Entrails

Lukasz Drobnik

The night is moonless, the street empty. The air carries the faintest hint of spring. I’m walking home numbed with five beers, half-disappointed, half-relieved you won’t be there.

Can’t get that thing with A out of my head. What are we? Three consenting adults just having some fun? Two middle-aged queers scarring a nineteen-year-old for life? If A is nothing more than our fuck buddy, then why are you texting each other I love yous?

Tonight I’ll dream about my father. He’ll be dead, as he has been for a month in real life, but able to walk and speak and whine. Wearing ornamental armour made of drain tubes and fluid-filled bags, he’ll find the stash of beers in my room and pour them all away. Before he comes back downstairs to fall into a breathless sleep, he’ll tell me to finally leave you.

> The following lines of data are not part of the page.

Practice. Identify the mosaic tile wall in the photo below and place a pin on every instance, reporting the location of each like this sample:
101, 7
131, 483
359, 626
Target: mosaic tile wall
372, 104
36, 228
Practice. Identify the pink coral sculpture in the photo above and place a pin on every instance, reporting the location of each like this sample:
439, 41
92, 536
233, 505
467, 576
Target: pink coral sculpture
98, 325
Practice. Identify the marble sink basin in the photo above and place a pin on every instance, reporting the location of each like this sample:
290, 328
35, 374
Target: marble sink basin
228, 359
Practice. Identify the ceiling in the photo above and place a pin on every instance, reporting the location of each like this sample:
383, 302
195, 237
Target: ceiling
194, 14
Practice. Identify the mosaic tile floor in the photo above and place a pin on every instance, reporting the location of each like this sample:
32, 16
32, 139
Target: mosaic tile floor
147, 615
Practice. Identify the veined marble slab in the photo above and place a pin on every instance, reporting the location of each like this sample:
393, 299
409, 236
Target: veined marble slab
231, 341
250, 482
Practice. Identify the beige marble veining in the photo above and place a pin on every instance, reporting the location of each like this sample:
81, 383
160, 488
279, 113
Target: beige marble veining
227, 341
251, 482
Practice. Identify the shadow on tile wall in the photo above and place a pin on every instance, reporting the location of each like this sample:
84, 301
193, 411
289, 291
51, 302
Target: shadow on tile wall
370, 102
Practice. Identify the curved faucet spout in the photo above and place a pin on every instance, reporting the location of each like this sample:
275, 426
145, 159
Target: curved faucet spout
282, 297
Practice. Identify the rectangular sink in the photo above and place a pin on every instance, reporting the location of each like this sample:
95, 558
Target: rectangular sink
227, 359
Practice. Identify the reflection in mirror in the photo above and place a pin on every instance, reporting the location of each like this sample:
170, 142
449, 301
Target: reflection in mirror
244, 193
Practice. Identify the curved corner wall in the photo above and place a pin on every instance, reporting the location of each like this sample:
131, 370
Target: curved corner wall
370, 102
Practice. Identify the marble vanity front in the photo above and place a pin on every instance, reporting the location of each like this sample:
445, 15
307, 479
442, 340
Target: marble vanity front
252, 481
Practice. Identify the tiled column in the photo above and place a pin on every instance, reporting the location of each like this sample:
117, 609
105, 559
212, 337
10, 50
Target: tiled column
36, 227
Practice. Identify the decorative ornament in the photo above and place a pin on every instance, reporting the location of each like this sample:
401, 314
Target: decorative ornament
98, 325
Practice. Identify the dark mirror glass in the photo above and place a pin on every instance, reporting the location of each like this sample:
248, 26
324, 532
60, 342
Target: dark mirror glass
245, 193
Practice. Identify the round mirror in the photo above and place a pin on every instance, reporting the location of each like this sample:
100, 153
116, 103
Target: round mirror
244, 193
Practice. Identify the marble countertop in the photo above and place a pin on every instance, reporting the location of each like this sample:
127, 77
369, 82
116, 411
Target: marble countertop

I [will] [won’t] listen to him. When you join me in bed at six in the morning, with your alcohol-soaked breath and heavy, fuzzy arm, I’ll [pull away] [snuggle closer to your heart and liver and guts]. Tomorrow we’ll have a fight. In the evening I’ll tell you [to move out] [I’m sorry].

I’ll [get sober] [keep on drinking]. Won’t remember the names or faces of the guys I sleep with. In my memory, they’ll become a hairy amalgam of legs, arms, mouths and buttocks, its many lungs breathing in the spicy scent of the cologne you gave me.

A will finally get bored with [you] [us]. [Your esophagus will become a pipeline for beer and wine and vodka.] [You and I will really see each other for the first time in years.]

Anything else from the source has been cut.